Yarn:  Merino wool/silk/cashmere blend yarn from Lambspun.  I recycled the yarn from a cardigan I knitted for Mom about 10 years ago.  Green was her favorite color, and though she loved the cardigan, she didn’t wear it much because she thought it too nice for everyday wear.  I found it neatly stored away in her closet, brought it home, took it apart, and waited for inspiration to strike.

Modifications:  I made it pretty much according to pattern but with usual adjustments for length of sleeves.  The sweater grew with blocking, but I don’t mind the extra room.

Thoughts:  I like Michele Wang’s patterns; she does interesting designs that are aesthetically pleasing and fun to knit.  Having said that, today’s knitters seem to expect over-written patterns, and this one is no exception.  I continue to be surprised by 16 pages of instruction:  does anyone really need 4 paragraphs on how to wash and block knitting?

On to specifics:  I also continue to be surprised by many knitters’ enthusiasm for the tubular cast on, particularly the perception that the tubular cast on gives a sweater a more “professional” finish.  I have not seen too many hand-knit sweaters where the tubular cast on looked truly polished, and the model for this pattern is NOT one of them.  The cast on looks very bulbous to me and does not flow into the ribbing.  Obviously, the cast on is a design choice, and I prefer the traditional long-tail cast on for an edge that is flexible, clean, and does not draw attention to itself.

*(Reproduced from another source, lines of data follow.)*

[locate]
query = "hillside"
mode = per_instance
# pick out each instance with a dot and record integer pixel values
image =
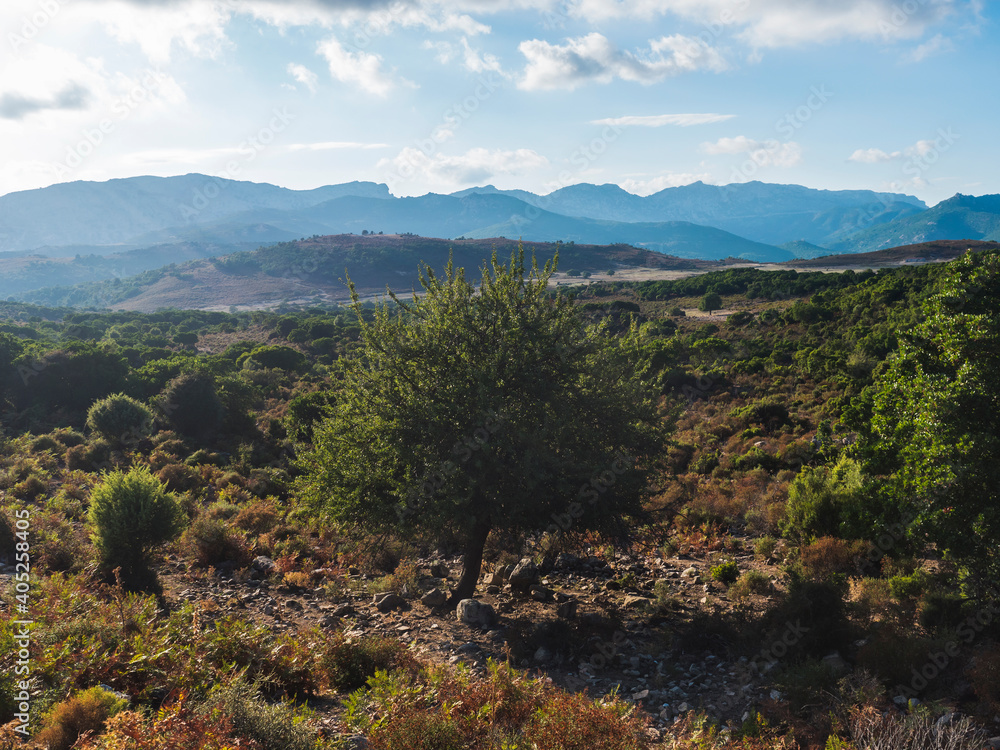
(313, 270)
(959, 217)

The designer also spent too much bandwidth on the selvedge:  I personally do not find the “wrapped chain stitch selvedge” particularly neat or structured.  In my experience, careful sewing together of edges can correct pretty much any minor imperfections in the knitted flat pieces.  This is another area, as with the cast on, that knitters should be able to figure out on their own.

Finally, I must comment on the Elizabeth Zimmerman “sewn bind off” recommended by Michele Wang.  Clearly I did not use this method:  it is fiddly, and for this particular neckline, unwarranted.  The usual bind off gives a neat and flexible finish that disappears into the gentle roll of the reverse stockinette neckband.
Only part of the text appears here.